With the arrival of the new year comes an opportunity for improvement. And as Christians, there is perhaps no area we see more need for improvement than our practice of the spiritual disciplines. So with the arrival of a new year, we resolve to do better, looking for anything that will give us a boost or an edge. Like Bible reading plans. Or Scripture memory apps. Or really fancy, leather-bound, decorative prayer journals with inspirational verses on each page.
Now don’t get me wrong. I have no problem with Bible reading plans. Or Scripture memory apps. Or decorative prayer journals—no matter how fancy they are. In fact, I think all of these items can be wonderful gifts from God to cultivate a life of discipline. But my question is this: Why is it so easy for our reading plans to fizzle out after two weeks? Why do we end up deleting the unused Scripture memory app to make room for a new music download? Why does our prayer journal get dusty on the shelf—with 99 percent of its pages still blank?
Perhaps it has to do with the fact that too often we’re prone to look at the spiritual disciplines all wrong.
Tim Morey, in his book Embodying Our Faith, writes: “Am I engaged in the spiritual disciplines? is an important question to ask, but an even more telling question is, Am I growing in love with God and people?” (p. 114). Morey goes on to say, “We must avoid the temptation to measure our spiritual maturity merely by the practice of the disciplines themselves rather than by the fruit that they produce in our lives” (p. 115).

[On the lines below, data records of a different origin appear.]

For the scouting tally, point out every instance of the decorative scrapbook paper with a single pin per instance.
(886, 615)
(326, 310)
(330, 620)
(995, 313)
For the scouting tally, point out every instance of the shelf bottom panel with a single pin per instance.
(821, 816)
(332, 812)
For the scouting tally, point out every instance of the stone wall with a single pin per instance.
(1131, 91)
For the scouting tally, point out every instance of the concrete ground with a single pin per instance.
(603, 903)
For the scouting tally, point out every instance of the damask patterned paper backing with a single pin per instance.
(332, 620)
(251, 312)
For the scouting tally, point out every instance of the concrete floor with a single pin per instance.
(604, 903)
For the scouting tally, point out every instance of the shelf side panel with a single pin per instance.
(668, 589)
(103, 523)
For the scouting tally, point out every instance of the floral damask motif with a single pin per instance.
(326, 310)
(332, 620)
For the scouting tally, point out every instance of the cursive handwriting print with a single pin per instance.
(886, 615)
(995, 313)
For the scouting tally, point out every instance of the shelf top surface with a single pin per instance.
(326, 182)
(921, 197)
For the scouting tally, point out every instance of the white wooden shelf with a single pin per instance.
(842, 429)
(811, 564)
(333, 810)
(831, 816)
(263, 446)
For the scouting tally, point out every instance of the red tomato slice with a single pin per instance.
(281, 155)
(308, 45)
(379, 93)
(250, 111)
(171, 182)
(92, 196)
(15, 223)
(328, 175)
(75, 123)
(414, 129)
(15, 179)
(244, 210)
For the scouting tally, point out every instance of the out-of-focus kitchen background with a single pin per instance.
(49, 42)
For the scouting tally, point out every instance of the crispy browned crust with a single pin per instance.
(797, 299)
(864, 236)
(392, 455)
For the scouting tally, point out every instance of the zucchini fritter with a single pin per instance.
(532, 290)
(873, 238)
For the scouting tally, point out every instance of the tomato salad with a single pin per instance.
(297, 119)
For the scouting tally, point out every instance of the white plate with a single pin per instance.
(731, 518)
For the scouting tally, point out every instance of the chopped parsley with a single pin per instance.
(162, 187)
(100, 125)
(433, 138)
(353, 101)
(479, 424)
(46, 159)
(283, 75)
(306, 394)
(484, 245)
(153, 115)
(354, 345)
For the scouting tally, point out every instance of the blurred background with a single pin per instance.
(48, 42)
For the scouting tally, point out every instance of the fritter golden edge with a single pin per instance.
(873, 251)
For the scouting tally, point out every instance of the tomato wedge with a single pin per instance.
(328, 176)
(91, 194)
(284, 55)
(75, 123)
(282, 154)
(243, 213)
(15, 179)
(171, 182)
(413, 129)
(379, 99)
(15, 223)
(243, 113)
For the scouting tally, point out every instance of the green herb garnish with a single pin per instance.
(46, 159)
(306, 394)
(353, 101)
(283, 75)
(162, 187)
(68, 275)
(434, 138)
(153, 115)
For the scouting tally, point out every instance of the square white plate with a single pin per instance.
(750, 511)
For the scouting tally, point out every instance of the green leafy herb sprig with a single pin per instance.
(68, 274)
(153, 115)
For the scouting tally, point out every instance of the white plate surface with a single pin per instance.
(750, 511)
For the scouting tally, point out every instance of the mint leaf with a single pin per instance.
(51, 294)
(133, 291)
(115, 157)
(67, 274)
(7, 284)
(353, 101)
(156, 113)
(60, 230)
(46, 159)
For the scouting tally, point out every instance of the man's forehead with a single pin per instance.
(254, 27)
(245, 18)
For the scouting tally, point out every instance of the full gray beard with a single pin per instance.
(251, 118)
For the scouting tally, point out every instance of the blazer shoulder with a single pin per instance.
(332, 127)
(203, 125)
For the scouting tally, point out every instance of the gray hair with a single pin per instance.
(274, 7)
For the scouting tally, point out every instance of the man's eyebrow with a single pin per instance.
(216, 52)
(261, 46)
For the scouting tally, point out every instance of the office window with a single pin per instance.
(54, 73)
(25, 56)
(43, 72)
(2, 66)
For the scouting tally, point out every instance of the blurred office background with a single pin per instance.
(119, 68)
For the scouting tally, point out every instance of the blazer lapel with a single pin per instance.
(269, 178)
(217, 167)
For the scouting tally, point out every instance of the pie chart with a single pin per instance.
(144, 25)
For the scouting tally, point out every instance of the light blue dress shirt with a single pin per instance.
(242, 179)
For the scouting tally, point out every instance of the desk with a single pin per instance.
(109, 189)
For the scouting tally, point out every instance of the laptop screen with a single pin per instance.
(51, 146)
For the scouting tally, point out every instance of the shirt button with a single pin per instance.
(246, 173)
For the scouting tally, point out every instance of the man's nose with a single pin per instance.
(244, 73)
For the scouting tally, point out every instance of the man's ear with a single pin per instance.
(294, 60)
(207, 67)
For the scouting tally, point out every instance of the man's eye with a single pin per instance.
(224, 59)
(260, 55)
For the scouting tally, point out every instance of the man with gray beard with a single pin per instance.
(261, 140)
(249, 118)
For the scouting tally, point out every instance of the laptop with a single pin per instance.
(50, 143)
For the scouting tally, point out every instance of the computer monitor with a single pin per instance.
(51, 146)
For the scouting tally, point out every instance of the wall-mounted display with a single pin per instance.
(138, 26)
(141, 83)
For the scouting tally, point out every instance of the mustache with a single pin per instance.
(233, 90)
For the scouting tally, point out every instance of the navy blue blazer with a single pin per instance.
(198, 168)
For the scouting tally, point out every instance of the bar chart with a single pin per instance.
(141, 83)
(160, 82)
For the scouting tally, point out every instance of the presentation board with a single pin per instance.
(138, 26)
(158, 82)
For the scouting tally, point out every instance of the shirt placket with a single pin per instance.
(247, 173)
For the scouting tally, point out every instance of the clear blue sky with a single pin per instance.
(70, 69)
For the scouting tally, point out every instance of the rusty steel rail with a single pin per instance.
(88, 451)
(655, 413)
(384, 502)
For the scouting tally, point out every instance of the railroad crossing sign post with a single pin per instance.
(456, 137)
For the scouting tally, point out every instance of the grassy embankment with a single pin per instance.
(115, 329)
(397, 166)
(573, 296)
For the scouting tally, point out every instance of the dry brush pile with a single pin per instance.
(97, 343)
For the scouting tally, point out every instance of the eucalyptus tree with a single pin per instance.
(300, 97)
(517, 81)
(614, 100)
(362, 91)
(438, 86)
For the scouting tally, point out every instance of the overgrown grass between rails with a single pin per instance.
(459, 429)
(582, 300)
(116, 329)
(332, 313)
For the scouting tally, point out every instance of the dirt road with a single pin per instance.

It dawns on me that every year I get discouraged by my lack of discipline, and then I get even more discouraged when my plans for improvement fall apart. But perhaps I’ve been caught up in a self-defeating cycle of trying to succeed in the spiritual disciplines, simply so I can have succeeded in the spiritual disciplines. In other words, I’ve isolated these practices from the rest of my life, keeping them in their own self-contained little bubble.
But the truth is that my reading and my praying and my meditating all have an end (or a goal) that is outside of reading and praying and meditating. And that end is love. Tangible, visible love for God and others. Love that actually makes a difference in the world.
Eugene Peterson writes:
Christians don’t simply learn or study or use Scripture; we assimilate it, take it into our lives in such a way that it gets metabolized into acts of love, cups of cold water, missions into all the world, healing and evangelism and justice in Jesus’ name, hands raised in adoration of the Father, feet washed in company with the Son. (Eat This Book, p. 18).
Perhaps that’s what we’ve been missing. We’ve desired to do better, but we’ve not really understood why we need to be better. We’ve not seen that a quiet moment of prayer or meditation isn’t for the purpose of achieving a private, isolated sense of personal piety (and thus merely generating more moments of prayer and meditation). Rather, these quiet moments are shaping us to be able to engage a lost and hurting world in need of grounded, mature, disciplined ambassadors of Jesus. We’ve failed to see that spiritual disciplines are only worthwhile insofar as they produce fruit.
So if you want to join me in cultivating a lifestyle of spiritual discipline this year, then don’t make it your goal to read the Bible or to pray more. Make it your goal to grow in loving God and others. Only then will you understand what’s really at stake, allowing your spiritual disciplines to truly flourish. Perhaps together we can become people whose lives are marked by a rich spirituality, not just people who keep the prayer journal manufacturers in business.